Saskatoon StarPhoenix

Broncos president stepping down

Man who led team in days after bus crash won’t seek another term

- ALEX MACPHERSON

After more than four months in the unrelentin­g glare of the internatio­nal spotlight, Kevin Garinger says he does not plan to seek another term as president of the Humboldt Broncos junior hockey team.

Garinger, who took on the job because he wanted to help the city’s beloved hockey club, emerged as its public face after the horrific bus crash in early April. Local, national and internatio­nal reporters printed and broadcast his words around the world, and he is understood to be under intense pressure from within the community of 5,000 people as well.

In an interview on Tuesday, the 50-year-old from Creighton said he had decided hours earlier to not stand for re-election when the team’s newly reconstitu­ted board of directors met Tuesday night.

“I want to make sure that I’m doing the best job I possibly can in all those other areas of life,” said Garinger, who is the director of education for the Horizon School Division and has a large family with eight grandchild­ren.

“We’ve got a full board.

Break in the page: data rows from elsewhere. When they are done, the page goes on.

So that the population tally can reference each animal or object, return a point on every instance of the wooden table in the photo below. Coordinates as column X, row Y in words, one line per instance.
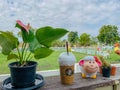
column 53, row 82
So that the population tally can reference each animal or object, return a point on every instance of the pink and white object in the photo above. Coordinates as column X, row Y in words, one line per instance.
column 89, row 66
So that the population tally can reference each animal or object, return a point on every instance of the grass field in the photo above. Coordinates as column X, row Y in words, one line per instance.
column 51, row 62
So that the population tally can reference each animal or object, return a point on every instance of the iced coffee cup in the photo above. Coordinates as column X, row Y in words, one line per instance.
column 66, row 62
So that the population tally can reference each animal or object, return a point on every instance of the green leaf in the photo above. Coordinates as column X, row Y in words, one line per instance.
column 12, row 56
column 46, row 35
column 34, row 45
column 42, row 52
column 28, row 37
column 8, row 42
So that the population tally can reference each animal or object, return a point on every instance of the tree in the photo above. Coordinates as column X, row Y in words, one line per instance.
column 73, row 37
column 84, row 39
column 108, row 34
column 93, row 40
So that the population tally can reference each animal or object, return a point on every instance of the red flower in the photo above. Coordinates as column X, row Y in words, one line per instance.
column 25, row 27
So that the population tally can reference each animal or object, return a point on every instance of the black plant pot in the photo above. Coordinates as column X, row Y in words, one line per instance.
column 23, row 76
column 106, row 72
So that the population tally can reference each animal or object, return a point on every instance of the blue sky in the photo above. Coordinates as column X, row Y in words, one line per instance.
column 75, row 15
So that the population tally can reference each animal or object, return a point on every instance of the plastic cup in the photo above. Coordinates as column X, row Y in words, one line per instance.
column 66, row 62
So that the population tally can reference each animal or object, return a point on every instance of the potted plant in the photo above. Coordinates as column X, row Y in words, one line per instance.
column 35, row 43
column 105, row 68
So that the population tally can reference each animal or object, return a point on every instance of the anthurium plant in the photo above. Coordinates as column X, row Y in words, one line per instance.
column 35, row 43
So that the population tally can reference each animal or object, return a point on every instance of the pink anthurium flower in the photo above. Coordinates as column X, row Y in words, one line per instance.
column 23, row 26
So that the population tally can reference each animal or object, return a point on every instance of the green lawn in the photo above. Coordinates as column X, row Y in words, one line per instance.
column 50, row 62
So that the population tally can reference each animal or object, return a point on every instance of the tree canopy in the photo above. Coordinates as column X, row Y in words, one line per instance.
column 108, row 34
column 84, row 39
column 73, row 37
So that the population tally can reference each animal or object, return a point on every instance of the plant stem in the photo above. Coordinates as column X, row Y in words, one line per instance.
column 28, row 56
column 23, row 47
column 20, row 62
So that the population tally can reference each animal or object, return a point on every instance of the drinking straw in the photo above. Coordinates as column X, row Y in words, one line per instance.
column 67, row 48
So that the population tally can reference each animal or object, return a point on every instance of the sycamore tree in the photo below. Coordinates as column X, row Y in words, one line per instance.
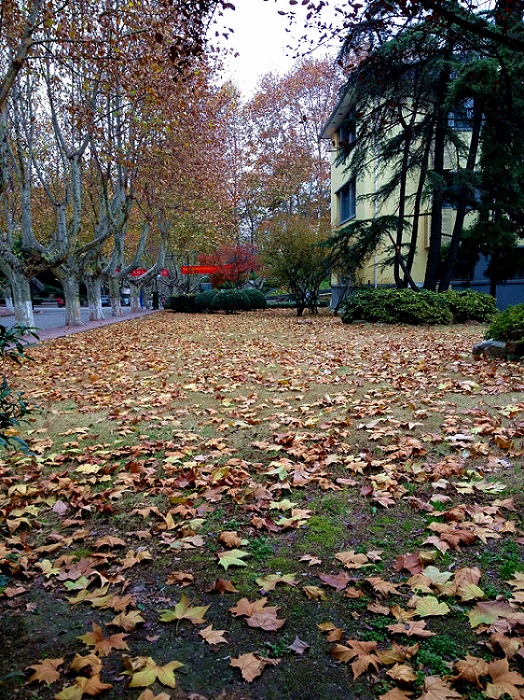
column 296, row 254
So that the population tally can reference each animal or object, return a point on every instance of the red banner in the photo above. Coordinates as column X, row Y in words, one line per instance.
column 203, row 269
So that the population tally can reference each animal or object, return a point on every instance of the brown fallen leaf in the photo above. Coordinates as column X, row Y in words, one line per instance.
column 103, row 646
column 298, row 646
column 212, row 636
column 45, row 671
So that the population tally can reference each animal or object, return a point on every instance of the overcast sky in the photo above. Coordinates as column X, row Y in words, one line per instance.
column 261, row 39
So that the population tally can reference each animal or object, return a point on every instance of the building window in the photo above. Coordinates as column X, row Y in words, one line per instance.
column 461, row 119
column 346, row 132
column 347, row 201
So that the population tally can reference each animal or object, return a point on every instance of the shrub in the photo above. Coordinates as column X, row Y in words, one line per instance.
column 204, row 300
column 257, row 299
column 181, row 303
column 230, row 301
column 468, row 305
column 508, row 324
column 396, row 306
column 13, row 408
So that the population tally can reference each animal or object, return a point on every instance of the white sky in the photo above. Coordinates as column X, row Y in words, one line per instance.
column 261, row 40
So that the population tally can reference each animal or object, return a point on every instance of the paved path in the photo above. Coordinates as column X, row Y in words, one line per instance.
column 52, row 324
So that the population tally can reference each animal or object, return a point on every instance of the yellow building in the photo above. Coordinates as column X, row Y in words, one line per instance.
column 354, row 197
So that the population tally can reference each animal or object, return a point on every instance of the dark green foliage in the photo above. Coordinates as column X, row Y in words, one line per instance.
column 257, row 299
column 468, row 305
column 181, row 303
column 508, row 324
column 204, row 300
column 13, row 408
column 230, row 300
column 396, row 306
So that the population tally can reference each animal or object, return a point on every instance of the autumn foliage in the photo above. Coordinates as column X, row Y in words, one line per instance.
column 233, row 263
column 264, row 505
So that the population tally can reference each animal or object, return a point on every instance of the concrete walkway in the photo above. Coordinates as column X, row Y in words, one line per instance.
column 59, row 332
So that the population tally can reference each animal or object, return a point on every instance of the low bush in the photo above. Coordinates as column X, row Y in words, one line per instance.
column 257, row 299
column 230, row 300
column 181, row 303
column 468, row 305
column 204, row 300
column 396, row 306
column 508, row 324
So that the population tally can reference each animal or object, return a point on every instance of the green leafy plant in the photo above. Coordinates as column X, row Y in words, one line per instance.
column 468, row 305
column 257, row 299
column 13, row 407
column 181, row 303
column 230, row 301
column 396, row 306
column 204, row 300
column 508, row 324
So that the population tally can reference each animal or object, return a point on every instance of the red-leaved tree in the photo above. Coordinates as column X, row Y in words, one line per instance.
column 233, row 262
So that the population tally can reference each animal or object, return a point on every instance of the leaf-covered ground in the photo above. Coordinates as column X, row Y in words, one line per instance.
column 255, row 506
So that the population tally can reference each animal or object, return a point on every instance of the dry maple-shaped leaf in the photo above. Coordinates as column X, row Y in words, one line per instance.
column 45, row 671
column 222, row 585
column 470, row 670
column 298, row 646
column 429, row 606
column 385, row 588
column 410, row 562
column 127, row 621
column 184, row 611
column 509, row 646
column 396, row 694
column 257, row 614
column 144, row 671
column 232, row 557
column 109, row 541
column 269, row 583
column 90, row 662
column 103, row 646
column 503, row 681
column 397, row 653
column 362, row 652
column 230, row 539
column 266, row 619
column 412, row 629
column 133, row 558
column 336, row 581
column 148, row 694
column 180, row 578
column 352, row 560
column 487, row 612
column 83, row 686
column 435, row 688
column 252, row 665
column 212, row 636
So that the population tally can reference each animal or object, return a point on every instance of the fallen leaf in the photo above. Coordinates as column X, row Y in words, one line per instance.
column 45, row 671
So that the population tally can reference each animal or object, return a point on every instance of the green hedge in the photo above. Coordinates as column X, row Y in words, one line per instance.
column 181, row 303
column 508, row 324
column 468, row 305
column 257, row 299
column 230, row 300
column 396, row 306
column 204, row 300
column 424, row 307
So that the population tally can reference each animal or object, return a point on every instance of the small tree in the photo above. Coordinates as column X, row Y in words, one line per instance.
column 12, row 405
column 233, row 263
column 297, row 256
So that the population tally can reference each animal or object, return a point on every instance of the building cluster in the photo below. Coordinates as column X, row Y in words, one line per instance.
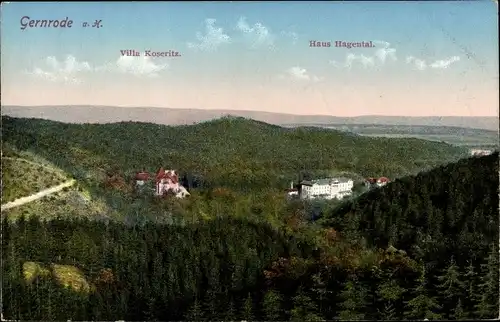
column 330, row 188
column 166, row 181
column 479, row 153
column 376, row 182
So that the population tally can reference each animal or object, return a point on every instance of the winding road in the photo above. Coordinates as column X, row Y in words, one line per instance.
column 24, row 200
column 45, row 192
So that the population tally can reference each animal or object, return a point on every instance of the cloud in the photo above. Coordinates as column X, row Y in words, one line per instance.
column 291, row 35
column 61, row 71
column 418, row 63
column 380, row 56
column 299, row 74
column 258, row 33
column 385, row 51
column 445, row 63
column 139, row 66
column 438, row 64
column 213, row 38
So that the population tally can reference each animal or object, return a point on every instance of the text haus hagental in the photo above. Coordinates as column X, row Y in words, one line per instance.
column 342, row 44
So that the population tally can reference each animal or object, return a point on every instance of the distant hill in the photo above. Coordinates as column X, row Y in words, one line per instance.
column 445, row 202
column 228, row 151
column 170, row 116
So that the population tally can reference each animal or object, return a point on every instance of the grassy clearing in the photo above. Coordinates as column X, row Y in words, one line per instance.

And that board has a number of people who have stepped up and I’m grateful for that. I’m glad that someone else is going to take on the responsibi­lities that relate to this.”

Sixteen people were killed and another 13 were injured when the Saskatchew­an Junior Hockey League team’s bus, bound for a playoff game in Nipawin, collided with a tractor-trailer north of Tisdale on April 6.

Garinger, who is also working on a doctorate in educationa­l leadership, was on his way home from Edmonton when the bus and the semi collided.

That night, and over the days that followed, the team’s volunteer president spoke eloquently about the scope of the tragedy, and how a sense of unspeakabl­e grief rippled through the city east of Saskatoon.

Earlier this month, the Humboldt Broncos elected seven new members to its 12-person board of directors. The new directors include Jamie Brockman, who served as president of the team until August 2017.

Garinger is not the only Broncos executive stepping down. Treasurer Darrin Duell, who also leads the corporatio­n controllin­g almost $15 million raised online after the crash, was also expected not to seek re-election at the board meeting. In a statement, Duell — who will remain president of the Humboldt Broncos Memorial Fund Inc. and the Humboldt Strong Community Foundation — said, “I plan to continue as a director at large until the completion of my term next year.”

When they convened in Humboldt around 5:30 p.m. on Tuesday, one of their first tasks would be to elect executive members for the coming year.

Garinger said he’ll help as much as he can, but he won’t be the president.

“Today,” he said, “I feel a calmness that I haven’t felt in a long time.”